Газета посмотрел на растоптанное ружье, потом на дедушку и вдруг повернулся к полицейскому, сжимая кулаки. Трое полицейских с откровенной насмешкой взирали на этого тщедушного человечка.

— Скажите ему, пусть успокоится, — потребовал сержант. — Иначе нам придется задержать его как мешающего работе полиции, а он и так уже замешан в деле с этим трупом…

— Хватит, хватит, либе Якоб (дорогой Якоб), — дедушка обхватил его руками и повел за собой. Газета послушно, как ребенок, пошел за ним и громко запел: «Вас махт дер Меир, ди клайне Меир…» — он всегда пел эту дурацкую народную песенку, когда волновался.

Да!.. Не каждый день выпадает полицейским такое развлечение. Когда вернутся в отделение, там все полягут от хохота: «Дедушка, внучка и псих нашли труп проститутки…» Похоже на пошлый анекдот.

— Кто здесь живет? — спросил любитель жвачки.

— Он, — ответили мы с дедушкой вместе.

— Понятно. Он, кажется, не совсем… Не того… — он умолк, глядя на меня и ожидая подтверждения.

— Он человек хороший, — ответил дедушка. — Он понимает больше, чем вы думаете, просто иногда он слишком волнуется. Оставьте его в покое. Спрашивайте у меня всё, что хотите.
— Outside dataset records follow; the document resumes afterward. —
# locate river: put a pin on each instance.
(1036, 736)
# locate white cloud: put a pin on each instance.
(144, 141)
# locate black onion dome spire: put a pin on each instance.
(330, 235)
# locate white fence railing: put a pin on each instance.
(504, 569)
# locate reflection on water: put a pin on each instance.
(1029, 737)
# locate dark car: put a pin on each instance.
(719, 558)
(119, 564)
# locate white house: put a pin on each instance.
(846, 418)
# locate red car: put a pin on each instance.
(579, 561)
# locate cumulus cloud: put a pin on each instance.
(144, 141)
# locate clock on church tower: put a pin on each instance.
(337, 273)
Сержант продолжал смотреть на меня, не замечая дедушку.

— Он просто немного растерян, он не совсем обычный человек… — промямлила я. — Его нужно понять. Он добрый…

— Ясно, — сказал полицейский. — Давайте подыщем вам какое-нибудь место, где вы сможете дождаться приезда опергруппы. Они уже в пути. Они, конечно, захотят с вами поговорить. И, пожалуйста, ничего не трогать!

В сером утреннем свете двор был похож на сцену из фильма ужасов. Было холодно, от усталости у меня дрожали ноги.

— Давай зайдем в дом и приготовим чай? — попросила я дедушку. Он сразу выпрямился, как будто мысль о чашке чая вдохнула в него новую надежду. В доме у дедушки и бабушки верили, что против чая любая беда бессильна. Высокая температура? Насморк? Воспаление мочевого пузыря? Депрессия? Жара? Проигрыш на бирже? Приход к власти «Ликуда»? Чашка чая всё поправит! И не просто чашка чая. Чашка дедушкиного Чая!

Его знаменитый Чай был личным вариантом того особенного чая, который он пил, когда работал в фирме по шлифовке алмазов в Южной Африке. Собственно, это была чайная каша — тягучая и ужасно сладкая. Дедушка готовил свой чай нежно и внимательно, будто младенца спать укладывал. Он кипятил молоко, высыпал туда полстакана сахара и мешал, мешал без устали. Потом выливал в эту смесь стакан кипятка и всыпал горсть чайного листа, который он хранил в ржавой жестянке. Он стоял возле булькающей кастрюльки с закрытыми глазами и мешал, напевая древнюю австрийскую песню, в которой невероятным образом сплелись «Маленький Йонатан» и «лид» Шуберта. Напиток, приобретая глубокий бежевый цвет, спокойно варился до полного загустения. Дедушка мешал и пробовал, пробовал и мешал, добавлял сахар, а затем широким дирижерским жестом гасил огонь и разливал чай через ситечко, взирая на мир взглядом, присущим великим изобретателям.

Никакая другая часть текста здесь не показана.